February 23, 2012

Merkel's Candle Lit Apology


Chancellor Angela Merkel has apologized publicly to the relatives of 10 people, mostly immigrants, suspected of being killed by a neo-Nazi group whose actions German authorities failed to detect for more than a decade.


Mavi Boncuk | 


The group is suspected of killing eight people of Turkish origin and a Greek man between 2000 and 2006. Those killings went unsolved for years. The group is also believed to have killed a policewoman in 2007.


Merkel told a memorial today the killings were “a disgrace for our country.” She says some victims’ relatives were unjustly suspected in the murders, telling them: “I ask for forgiveness.” The neo-Nazi activities came to light in November when two suspected founders were found dead and a third suspected member turned herself in.

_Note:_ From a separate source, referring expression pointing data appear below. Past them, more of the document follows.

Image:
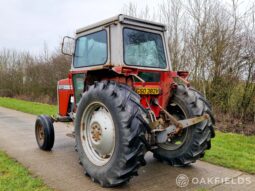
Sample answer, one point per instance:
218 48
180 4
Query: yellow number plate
146 91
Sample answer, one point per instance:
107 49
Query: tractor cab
115 48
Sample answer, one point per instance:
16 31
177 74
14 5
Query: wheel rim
40 134
97 133
179 139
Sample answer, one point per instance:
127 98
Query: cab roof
124 19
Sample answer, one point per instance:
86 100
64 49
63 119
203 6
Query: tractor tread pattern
202 132
127 103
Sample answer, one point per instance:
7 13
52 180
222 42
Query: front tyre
44 132
109 130
190 144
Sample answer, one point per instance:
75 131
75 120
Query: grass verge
27 106
233 151
14 176
229 150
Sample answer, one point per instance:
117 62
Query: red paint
64 95
166 85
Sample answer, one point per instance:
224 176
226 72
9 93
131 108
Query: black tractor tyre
44 132
198 137
123 104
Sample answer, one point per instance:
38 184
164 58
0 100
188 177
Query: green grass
228 150
233 151
13 176
27 106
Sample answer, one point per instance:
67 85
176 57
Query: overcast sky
29 24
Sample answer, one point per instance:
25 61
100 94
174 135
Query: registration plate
146 91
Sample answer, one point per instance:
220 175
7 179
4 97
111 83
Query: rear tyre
44 132
190 144
109 130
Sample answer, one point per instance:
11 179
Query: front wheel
190 144
109 129
44 132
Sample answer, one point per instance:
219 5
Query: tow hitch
163 135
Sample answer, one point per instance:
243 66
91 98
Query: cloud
29 24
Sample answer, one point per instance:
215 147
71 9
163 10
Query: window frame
148 31
107 49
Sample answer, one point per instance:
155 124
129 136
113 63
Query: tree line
32 77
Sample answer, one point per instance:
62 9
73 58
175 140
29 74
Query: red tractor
125 100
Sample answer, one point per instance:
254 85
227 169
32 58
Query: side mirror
67 47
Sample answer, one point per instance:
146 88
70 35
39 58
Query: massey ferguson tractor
125 100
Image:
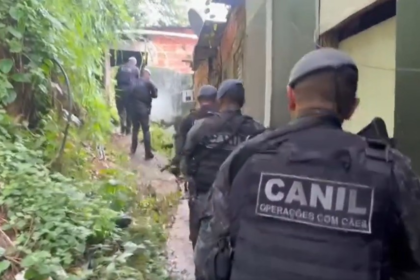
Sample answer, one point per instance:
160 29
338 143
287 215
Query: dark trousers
141 120
194 222
122 108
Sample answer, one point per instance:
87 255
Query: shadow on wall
170 85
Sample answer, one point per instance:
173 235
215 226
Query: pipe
70 96
268 63
157 32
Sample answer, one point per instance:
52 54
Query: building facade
381 35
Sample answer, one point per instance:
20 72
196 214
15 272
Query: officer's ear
353 109
292 99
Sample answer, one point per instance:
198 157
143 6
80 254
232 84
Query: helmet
320 60
147 71
132 60
207 92
234 89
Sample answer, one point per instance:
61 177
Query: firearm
221 264
376 130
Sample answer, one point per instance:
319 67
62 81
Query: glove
174 170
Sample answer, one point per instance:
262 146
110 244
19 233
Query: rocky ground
179 249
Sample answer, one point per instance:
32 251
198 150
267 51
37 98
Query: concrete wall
201 77
374 52
254 58
334 12
170 84
293 37
171 51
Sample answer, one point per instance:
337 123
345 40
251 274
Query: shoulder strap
220 145
274 138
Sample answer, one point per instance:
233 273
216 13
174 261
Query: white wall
374 52
334 12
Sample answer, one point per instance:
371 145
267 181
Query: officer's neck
229 108
329 116
206 103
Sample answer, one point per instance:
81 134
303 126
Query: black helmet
207 92
233 89
320 60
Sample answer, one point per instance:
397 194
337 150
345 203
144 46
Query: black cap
233 89
207 92
325 59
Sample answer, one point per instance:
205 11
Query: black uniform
185 125
126 78
140 104
312 202
209 143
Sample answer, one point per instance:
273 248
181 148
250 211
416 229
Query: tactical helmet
233 89
207 92
320 60
146 70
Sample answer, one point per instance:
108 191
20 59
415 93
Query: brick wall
170 51
232 40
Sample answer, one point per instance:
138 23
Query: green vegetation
58 213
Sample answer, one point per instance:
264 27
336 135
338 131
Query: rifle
376 130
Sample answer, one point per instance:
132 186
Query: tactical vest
301 214
214 149
126 75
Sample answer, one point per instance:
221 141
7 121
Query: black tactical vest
215 148
307 209
126 75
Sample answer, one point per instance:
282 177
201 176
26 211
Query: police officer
210 141
311 201
140 105
126 77
207 107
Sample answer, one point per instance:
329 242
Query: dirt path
179 249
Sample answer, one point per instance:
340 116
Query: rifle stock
376 130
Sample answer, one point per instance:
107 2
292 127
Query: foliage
59 220
55 220
76 33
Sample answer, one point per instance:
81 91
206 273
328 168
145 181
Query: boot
149 156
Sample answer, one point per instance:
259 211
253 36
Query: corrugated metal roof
208 41
229 2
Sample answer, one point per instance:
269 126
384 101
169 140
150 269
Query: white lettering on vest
317 202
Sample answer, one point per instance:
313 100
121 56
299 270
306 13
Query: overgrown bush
55 220
57 215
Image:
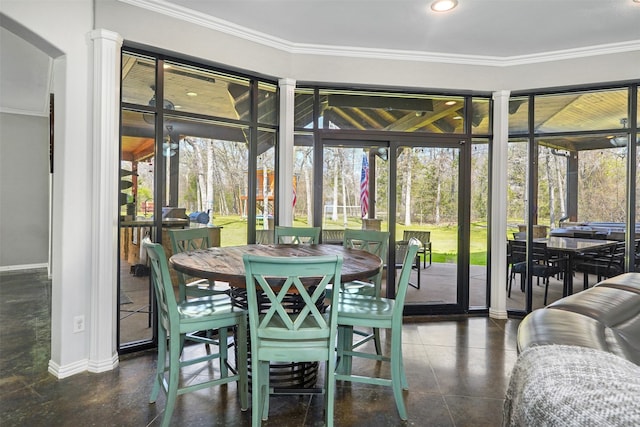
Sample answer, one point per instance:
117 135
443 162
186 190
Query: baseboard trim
498 314
65 371
23 267
97 366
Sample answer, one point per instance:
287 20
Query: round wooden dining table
225 264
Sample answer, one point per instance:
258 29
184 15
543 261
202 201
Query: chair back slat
189 239
271 281
297 235
165 297
403 282
422 236
373 241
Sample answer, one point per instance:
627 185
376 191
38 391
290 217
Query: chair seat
198 308
364 309
359 287
538 269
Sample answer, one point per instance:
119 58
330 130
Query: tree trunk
407 185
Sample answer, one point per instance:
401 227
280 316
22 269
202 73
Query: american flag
364 186
295 196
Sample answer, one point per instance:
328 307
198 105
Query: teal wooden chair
376 242
297 235
175 323
279 333
361 310
425 238
191 239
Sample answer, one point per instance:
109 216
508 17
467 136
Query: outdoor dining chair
376 242
278 333
362 310
191 239
425 239
176 322
297 235
605 263
544 264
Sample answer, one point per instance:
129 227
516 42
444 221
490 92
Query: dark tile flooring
458 371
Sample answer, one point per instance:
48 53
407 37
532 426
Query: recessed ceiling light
443 5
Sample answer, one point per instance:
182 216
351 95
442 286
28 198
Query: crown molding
207 21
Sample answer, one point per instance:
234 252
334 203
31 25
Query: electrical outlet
78 324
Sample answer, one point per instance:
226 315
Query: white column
498 308
103 355
285 147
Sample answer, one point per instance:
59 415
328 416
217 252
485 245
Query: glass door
355 187
427 206
411 190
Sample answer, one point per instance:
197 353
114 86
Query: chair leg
396 372
223 349
241 363
330 388
264 389
377 341
160 365
546 290
256 392
174 374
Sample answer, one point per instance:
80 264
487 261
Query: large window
568 173
198 149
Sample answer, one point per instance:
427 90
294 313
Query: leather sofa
579 358
605 317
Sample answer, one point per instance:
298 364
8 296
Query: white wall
160 31
65 26
24 191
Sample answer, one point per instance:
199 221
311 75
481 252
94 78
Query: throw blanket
559 385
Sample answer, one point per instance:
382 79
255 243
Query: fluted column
498 308
103 355
285 147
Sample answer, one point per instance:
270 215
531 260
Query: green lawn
443 238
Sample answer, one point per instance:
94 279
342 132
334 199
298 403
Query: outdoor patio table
226 264
572 246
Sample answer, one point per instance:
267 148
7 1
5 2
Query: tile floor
458 371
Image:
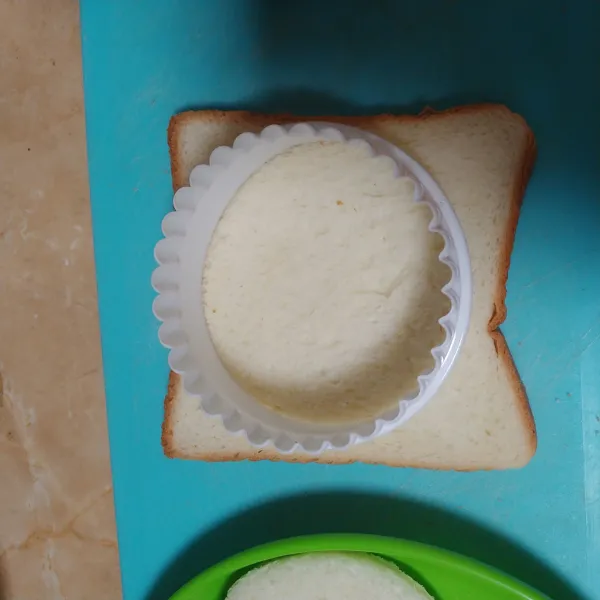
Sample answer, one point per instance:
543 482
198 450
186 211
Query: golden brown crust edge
497 318
499 314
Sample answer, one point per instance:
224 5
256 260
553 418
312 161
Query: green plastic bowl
445 575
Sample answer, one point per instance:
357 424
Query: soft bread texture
327 576
322 284
481 156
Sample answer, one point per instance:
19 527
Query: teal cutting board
146 60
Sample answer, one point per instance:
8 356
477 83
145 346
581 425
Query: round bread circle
322 284
327 576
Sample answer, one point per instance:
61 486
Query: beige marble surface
57 531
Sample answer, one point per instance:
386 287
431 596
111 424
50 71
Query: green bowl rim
348 542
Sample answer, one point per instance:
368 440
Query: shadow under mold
355 512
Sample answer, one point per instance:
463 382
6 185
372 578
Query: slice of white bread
327 576
481 156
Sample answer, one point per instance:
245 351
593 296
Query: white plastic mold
179 305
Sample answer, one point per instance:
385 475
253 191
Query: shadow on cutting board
352 512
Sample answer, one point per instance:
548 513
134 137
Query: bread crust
497 317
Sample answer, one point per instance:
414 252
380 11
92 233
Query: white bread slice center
322 284
327 576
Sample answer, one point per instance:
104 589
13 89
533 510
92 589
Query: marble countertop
57 529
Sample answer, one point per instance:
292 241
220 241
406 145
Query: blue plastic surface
144 61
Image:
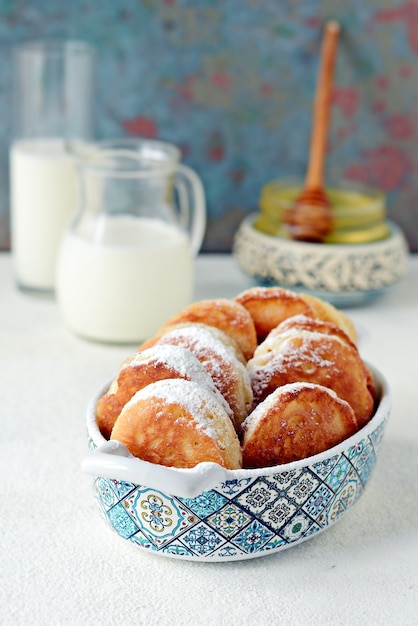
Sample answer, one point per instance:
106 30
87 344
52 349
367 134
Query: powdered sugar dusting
198 401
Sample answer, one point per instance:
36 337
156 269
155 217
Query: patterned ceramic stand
347 274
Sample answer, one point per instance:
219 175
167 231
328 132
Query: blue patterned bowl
343 274
211 514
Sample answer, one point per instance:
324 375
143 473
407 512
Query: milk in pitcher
123 288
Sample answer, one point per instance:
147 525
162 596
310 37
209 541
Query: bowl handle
113 460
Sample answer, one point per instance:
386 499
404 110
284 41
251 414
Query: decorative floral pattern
241 518
345 276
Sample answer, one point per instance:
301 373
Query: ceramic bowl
212 514
343 274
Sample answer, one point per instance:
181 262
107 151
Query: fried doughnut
178 423
308 323
220 362
148 366
268 306
227 315
328 313
294 422
309 356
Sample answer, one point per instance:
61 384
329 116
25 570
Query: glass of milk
126 260
52 104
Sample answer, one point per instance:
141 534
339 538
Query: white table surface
59 562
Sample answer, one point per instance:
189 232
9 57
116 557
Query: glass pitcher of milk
126 261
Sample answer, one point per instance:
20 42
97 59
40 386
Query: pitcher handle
192 205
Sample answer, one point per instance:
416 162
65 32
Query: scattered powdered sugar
293 389
179 358
198 401
209 350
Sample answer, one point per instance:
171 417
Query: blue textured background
232 84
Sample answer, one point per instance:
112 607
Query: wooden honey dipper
310 217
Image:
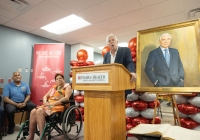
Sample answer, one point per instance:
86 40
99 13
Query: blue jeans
2 112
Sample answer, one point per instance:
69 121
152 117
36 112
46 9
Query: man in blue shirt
16 95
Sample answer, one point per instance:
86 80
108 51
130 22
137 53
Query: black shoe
11 130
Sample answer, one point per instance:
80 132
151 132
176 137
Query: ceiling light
66 25
123 44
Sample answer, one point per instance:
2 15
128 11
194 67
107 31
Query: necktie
167 57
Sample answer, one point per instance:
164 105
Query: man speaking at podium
121 55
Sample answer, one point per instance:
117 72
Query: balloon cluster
82 56
140 109
105 50
79 100
189 110
133 45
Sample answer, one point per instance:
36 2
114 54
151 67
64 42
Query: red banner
48 60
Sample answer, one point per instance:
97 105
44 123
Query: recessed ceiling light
123 44
66 25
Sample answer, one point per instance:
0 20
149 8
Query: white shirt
163 50
112 57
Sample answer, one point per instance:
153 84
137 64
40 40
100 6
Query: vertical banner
48 60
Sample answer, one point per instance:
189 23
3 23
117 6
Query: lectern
104 99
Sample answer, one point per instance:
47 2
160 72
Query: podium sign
104 100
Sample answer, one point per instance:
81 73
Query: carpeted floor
167 117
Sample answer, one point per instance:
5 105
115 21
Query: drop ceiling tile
126 38
8 14
87 40
94 14
134 17
165 8
122 32
48 10
62 38
102 36
146 3
97 44
142 26
76 5
110 24
3 19
119 7
43 33
191 4
180 17
20 26
33 20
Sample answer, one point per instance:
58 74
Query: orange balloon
105 50
133 44
82 55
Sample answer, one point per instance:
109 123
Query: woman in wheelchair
51 104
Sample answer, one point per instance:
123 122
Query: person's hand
19 105
23 104
133 76
49 104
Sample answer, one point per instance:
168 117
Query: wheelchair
67 123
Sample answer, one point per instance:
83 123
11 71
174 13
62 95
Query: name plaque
92 78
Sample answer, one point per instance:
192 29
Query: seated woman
51 104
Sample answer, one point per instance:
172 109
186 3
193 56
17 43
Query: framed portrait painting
177 71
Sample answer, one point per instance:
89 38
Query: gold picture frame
186 39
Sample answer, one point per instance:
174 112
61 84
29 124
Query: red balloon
74 66
191 95
156 121
79 98
82 63
81 110
70 74
139 105
133 43
82 55
134 59
105 50
129 126
139 120
90 63
128 119
128 103
188 123
133 54
152 104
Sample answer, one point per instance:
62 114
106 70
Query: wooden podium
104 99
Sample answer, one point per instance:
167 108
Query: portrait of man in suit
121 55
163 66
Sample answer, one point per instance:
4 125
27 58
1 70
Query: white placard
92 78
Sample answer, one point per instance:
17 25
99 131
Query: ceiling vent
17 6
194 14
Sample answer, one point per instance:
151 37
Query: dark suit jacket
123 57
156 68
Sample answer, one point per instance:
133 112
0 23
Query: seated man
1 115
16 95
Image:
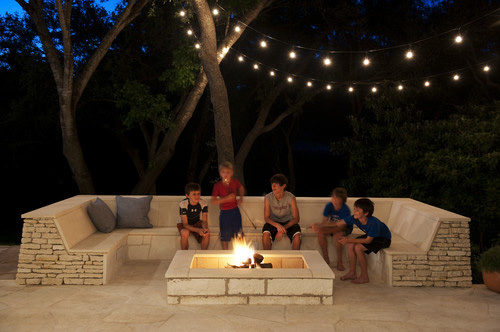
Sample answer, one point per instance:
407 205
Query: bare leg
338 249
185 239
352 263
205 240
360 254
296 242
324 246
266 240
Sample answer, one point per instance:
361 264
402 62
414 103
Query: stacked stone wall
44 260
447 264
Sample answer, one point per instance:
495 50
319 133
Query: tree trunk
70 87
218 91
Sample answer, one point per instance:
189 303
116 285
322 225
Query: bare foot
348 277
360 280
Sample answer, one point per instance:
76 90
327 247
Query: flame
242 251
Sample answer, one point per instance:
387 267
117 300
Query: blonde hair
225 164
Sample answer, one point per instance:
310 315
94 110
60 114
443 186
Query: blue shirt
335 215
373 228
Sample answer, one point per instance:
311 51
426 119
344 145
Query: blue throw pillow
132 212
101 215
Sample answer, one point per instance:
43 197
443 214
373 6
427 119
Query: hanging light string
405 45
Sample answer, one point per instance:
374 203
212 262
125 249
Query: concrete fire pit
297 277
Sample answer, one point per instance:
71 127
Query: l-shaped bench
60 245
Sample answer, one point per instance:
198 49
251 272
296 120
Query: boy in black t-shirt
193 217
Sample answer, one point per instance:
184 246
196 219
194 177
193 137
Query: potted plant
489 262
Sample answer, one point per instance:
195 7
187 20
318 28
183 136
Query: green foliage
452 162
143 106
490 260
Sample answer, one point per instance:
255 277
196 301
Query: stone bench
60 245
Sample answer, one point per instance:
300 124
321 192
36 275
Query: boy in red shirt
224 193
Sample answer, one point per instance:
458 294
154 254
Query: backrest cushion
102 217
133 212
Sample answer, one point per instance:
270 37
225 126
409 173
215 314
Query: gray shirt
281 210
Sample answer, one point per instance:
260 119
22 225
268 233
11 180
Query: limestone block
196 287
283 300
202 300
36 281
246 286
300 287
51 281
73 281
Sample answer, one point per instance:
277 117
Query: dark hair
366 205
279 179
191 187
340 192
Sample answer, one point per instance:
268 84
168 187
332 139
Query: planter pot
492 280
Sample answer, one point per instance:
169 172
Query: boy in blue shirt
377 236
334 211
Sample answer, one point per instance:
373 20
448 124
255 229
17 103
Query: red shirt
222 190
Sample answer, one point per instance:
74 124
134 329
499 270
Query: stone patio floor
135 301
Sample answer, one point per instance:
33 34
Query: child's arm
189 227
295 212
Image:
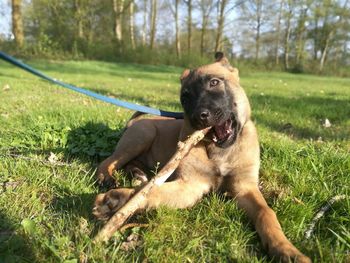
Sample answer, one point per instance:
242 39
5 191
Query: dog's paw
139 177
108 203
287 253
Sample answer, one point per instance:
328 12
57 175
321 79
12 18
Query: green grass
45 204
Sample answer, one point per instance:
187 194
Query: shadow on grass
13 246
282 111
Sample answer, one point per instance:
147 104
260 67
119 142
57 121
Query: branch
139 200
321 213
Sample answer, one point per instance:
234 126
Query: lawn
52 139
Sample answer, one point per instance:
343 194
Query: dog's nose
204 115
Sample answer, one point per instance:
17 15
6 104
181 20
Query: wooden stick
321 213
139 200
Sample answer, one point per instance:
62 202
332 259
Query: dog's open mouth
222 132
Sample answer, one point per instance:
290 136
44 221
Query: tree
206 6
131 24
288 16
175 12
153 27
278 32
189 25
220 21
256 13
17 24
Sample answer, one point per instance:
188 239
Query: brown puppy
226 160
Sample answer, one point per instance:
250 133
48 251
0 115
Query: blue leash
124 104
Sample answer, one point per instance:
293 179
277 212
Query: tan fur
233 170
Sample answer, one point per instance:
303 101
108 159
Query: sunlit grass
303 165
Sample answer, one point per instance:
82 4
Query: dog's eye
214 82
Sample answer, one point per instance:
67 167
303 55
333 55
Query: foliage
305 36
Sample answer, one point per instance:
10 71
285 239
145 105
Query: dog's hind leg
137 139
175 194
267 226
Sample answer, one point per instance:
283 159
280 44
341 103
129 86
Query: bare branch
139 200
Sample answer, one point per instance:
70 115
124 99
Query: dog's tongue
223 130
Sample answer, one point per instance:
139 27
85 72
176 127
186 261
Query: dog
226 160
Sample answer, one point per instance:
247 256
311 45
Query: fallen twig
138 201
321 213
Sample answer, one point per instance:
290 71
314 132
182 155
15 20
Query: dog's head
211 96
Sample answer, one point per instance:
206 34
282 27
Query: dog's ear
184 75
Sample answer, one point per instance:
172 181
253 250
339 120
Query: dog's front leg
269 229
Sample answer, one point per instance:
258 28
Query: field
52 139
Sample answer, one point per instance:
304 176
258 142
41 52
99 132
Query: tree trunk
177 37
258 28
203 31
325 51
153 23
278 34
118 10
300 36
221 20
78 17
144 26
189 26
287 37
131 24
17 24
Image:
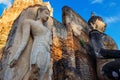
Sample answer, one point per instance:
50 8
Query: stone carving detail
67 46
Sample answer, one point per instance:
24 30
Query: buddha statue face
43 13
97 23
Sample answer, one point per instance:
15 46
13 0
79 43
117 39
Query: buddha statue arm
25 37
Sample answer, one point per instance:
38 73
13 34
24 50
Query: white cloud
113 19
6 2
96 1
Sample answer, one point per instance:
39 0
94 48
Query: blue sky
108 9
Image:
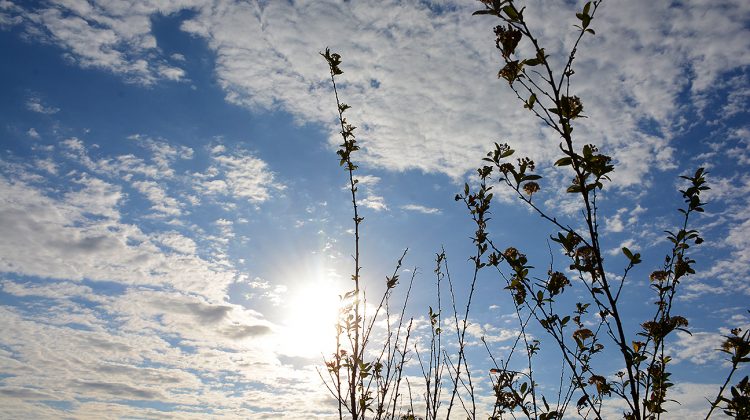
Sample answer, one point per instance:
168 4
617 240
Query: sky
176 228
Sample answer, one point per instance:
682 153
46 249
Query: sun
310 318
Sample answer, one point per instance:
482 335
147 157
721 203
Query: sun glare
310 318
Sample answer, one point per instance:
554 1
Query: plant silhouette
640 382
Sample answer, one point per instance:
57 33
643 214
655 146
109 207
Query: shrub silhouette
366 385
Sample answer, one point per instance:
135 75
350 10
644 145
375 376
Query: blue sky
175 223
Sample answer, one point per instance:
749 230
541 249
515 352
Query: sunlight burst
311 317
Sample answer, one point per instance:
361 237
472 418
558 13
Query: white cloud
32 133
420 209
239 175
80 236
423 84
161 202
35 104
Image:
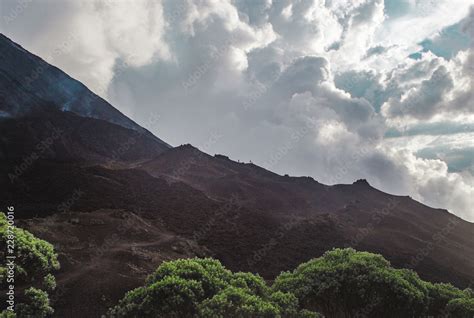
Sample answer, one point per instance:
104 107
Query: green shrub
346 283
204 288
35 262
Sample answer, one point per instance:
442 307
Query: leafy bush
341 283
204 288
35 262
347 283
460 308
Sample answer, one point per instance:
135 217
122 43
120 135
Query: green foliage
438 297
341 283
35 258
37 304
347 283
35 262
460 308
7 314
49 282
204 288
237 302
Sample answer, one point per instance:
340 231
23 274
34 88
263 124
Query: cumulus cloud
301 87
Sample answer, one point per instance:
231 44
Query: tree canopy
204 288
347 283
35 263
341 283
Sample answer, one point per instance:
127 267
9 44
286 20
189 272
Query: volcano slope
117 201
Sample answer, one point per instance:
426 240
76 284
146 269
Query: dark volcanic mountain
116 201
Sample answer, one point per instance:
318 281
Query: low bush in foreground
341 283
35 263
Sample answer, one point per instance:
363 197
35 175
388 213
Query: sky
336 90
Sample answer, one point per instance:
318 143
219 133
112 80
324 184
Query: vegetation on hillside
34 264
341 283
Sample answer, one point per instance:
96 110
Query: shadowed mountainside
117 201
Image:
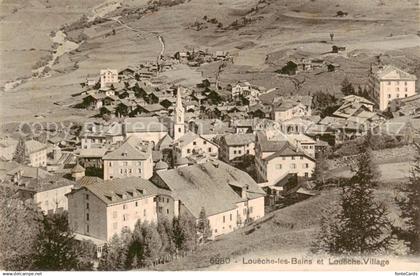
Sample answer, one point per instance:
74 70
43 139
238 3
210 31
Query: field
285 233
276 31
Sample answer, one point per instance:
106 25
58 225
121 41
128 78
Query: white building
276 158
389 83
193 144
229 196
108 77
288 109
234 146
102 209
179 125
36 153
132 158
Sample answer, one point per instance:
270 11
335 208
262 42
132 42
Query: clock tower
179 126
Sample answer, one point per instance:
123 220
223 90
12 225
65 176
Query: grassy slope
283 28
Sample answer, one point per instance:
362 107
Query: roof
121 190
132 149
209 186
78 168
239 139
34 146
144 124
390 72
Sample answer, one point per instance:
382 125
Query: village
155 151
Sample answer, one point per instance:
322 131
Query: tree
184 233
20 152
203 227
19 228
409 203
56 248
320 170
114 255
347 88
361 225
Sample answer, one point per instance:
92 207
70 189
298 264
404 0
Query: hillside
261 35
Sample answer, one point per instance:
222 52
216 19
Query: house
303 142
276 157
36 153
286 109
229 196
7 148
193 144
108 77
146 128
46 190
102 209
388 83
132 158
234 146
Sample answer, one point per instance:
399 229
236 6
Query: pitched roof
34 146
143 124
239 139
121 190
208 185
131 149
390 72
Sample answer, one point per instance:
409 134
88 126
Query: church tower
179 127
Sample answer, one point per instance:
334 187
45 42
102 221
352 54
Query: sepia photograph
141 136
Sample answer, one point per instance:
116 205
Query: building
146 128
108 77
193 144
179 124
233 146
102 209
46 190
132 158
276 157
229 196
36 153
389 83
287 109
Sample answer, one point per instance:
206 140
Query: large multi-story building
132 158
102 209
229 196
276 158
388 83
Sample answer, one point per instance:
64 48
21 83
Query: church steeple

"Reports about unscrupulous far-right perpetrators sometimes shake us, and they dominate the headlines for a few days," Merkel said. "But often enough we perceive such incidents as a side issue _ we forget quickly, much too quickly."


Thursday's event, which was followed by a minute of silence across Germany, was initiated by former President Christian Wulff. Merkel stepped in after he resigned last week in a corruption scandal.


Semiya Simsek _ the daughter of the first victim, florist Enver Simsek, who was shot in Nuremberg in 2000 _ sharply criticized how authorities initially handled the killings, and said her mother had been suspected at one point.


"For 11 years, we couldn't even be victims with a clean conscience," she said.


"There was always this load on our lives that perhaps someone from our family could be responsible for the death of my father," she added. "And there was the other suspicion too: my father a criminal, a drug dealer?"